Background: Gastrointestinal (GI) hemorrhage accounts for 200-400,000 admissions in the United States annually. Around 50% of patients with bleeding ulcer have used aspirin and/or nonsteroidal anti-inflammatory drugs (NSAIDs). Misoprostol and proton pump inhibitors (PPIs) may reduce NSAID-related upper GI tract complications in high-risk patients, but their targeted use may be suboptimal.
Aim: To determine the impact of physician education, a computer alert, or both on the targeted use of GI prophylaxis in high-risk patients discharged from hospital.
Methods: To target high-risk patients, we studied cardiology telemetry and coronary care unit (CCU) services. Every 4th wk, 8 different residents managed these patients.

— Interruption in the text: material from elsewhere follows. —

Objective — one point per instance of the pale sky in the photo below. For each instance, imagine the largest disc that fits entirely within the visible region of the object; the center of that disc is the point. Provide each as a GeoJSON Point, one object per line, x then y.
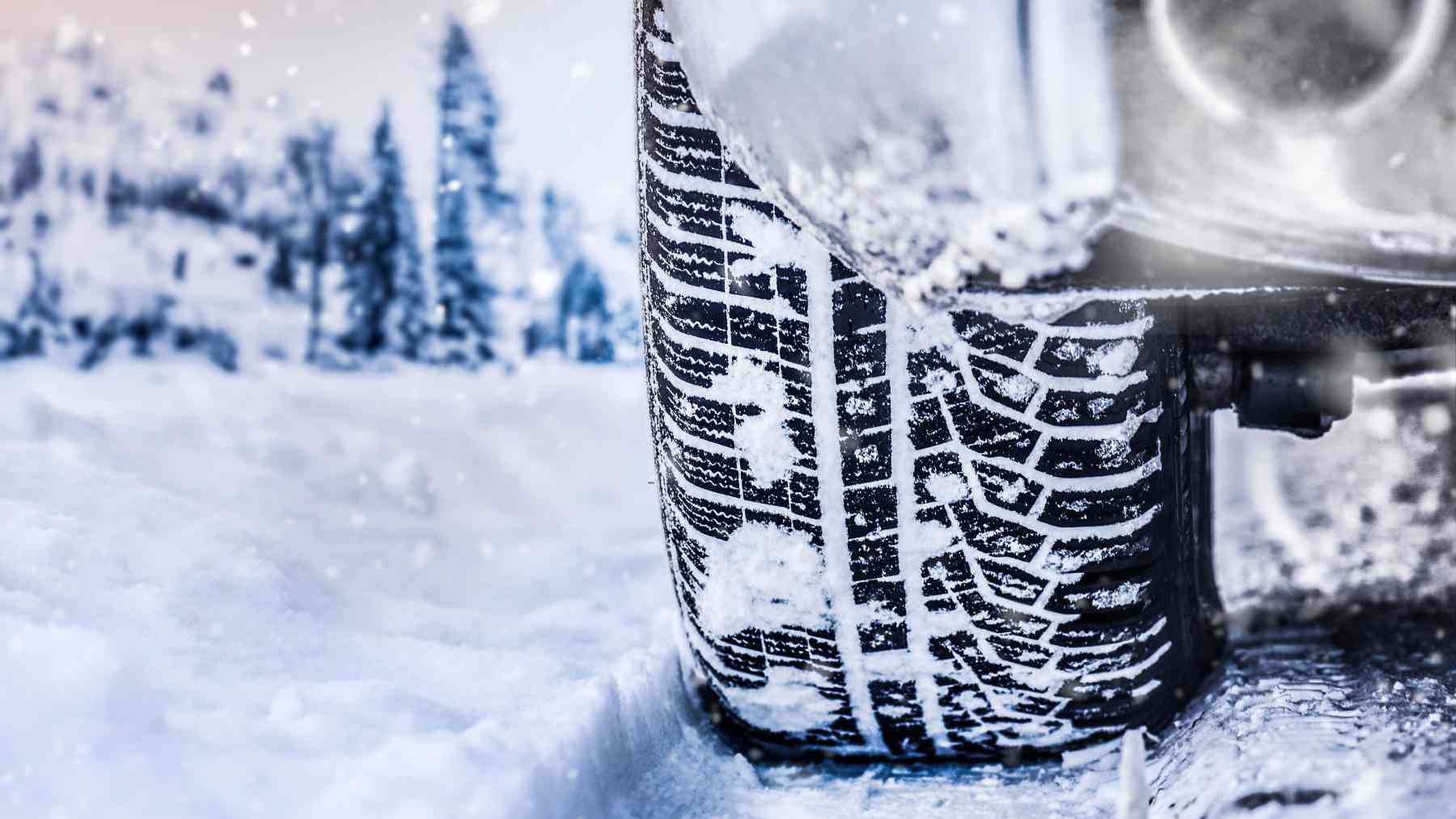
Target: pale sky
{"type": "Point", "coordinates": [561, 67]}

Over a 32-wk period, residents were assigned to one of the four 8-wk groups sequentially: Group I: control; Group II: physician education, consisting of a 10-min tutorial on risk factors for NSAID-related GI complications; Group III: computer alert; and Group IV: combination of tutorial and computer alert. We reviewed all patients admitted to these cardiology services during the study period. Exclusion criteria included discharge on no ulcerogenic medications, incomplete discharge data, and inpatient death. Patients readmitted during the study period were not re-counted. Medical records were reviewed for discharge medications, past medical history, demographics, admission and discharge diagnoses, hospital days, and the Charlson comorbidity index. Other indications for acid suppression were documented. A chi(2) test was used to determine independence among all four groups.

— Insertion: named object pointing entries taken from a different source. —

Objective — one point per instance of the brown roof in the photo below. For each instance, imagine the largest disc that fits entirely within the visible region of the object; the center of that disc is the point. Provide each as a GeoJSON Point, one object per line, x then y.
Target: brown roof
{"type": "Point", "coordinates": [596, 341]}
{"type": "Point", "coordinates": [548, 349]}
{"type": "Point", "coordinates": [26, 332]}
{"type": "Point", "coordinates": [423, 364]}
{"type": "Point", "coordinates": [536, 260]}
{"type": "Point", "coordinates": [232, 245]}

Results: We enrolled 721 patients, of whom 120 (16.7%) were excluded. The remaining 601 were divided by physician intervention group and risk for NSAID-related GI complications. In total, 270 of 601 (45%) patients were discharged home on appropriate gastroprotection. The overall use of gastroprotection increased from 43 to 61% with the combination of an electronic alert and physician education (P < 0.001); among PPI-naïve patients, the rate increased from 26% to 55% (P < 0.0001). When stratified by known risk factors for GI complications of NSAIDs, the odds of receiving a gastroprotective prescription among PPI-naïve patients was 1.6 with education alone, 1.8 with electronic alert alone, and 2.9 with the combination (P < 0.0001).
Conclusion: The combination of a computer alert and brief physician education led to an increase in the use of gastroprotection among NSAID users at the time of discharge from hospital. This effect was most evident among high-risk, PPI-naïve patients. Combining physician education and a computer alert appears to have an additive effect.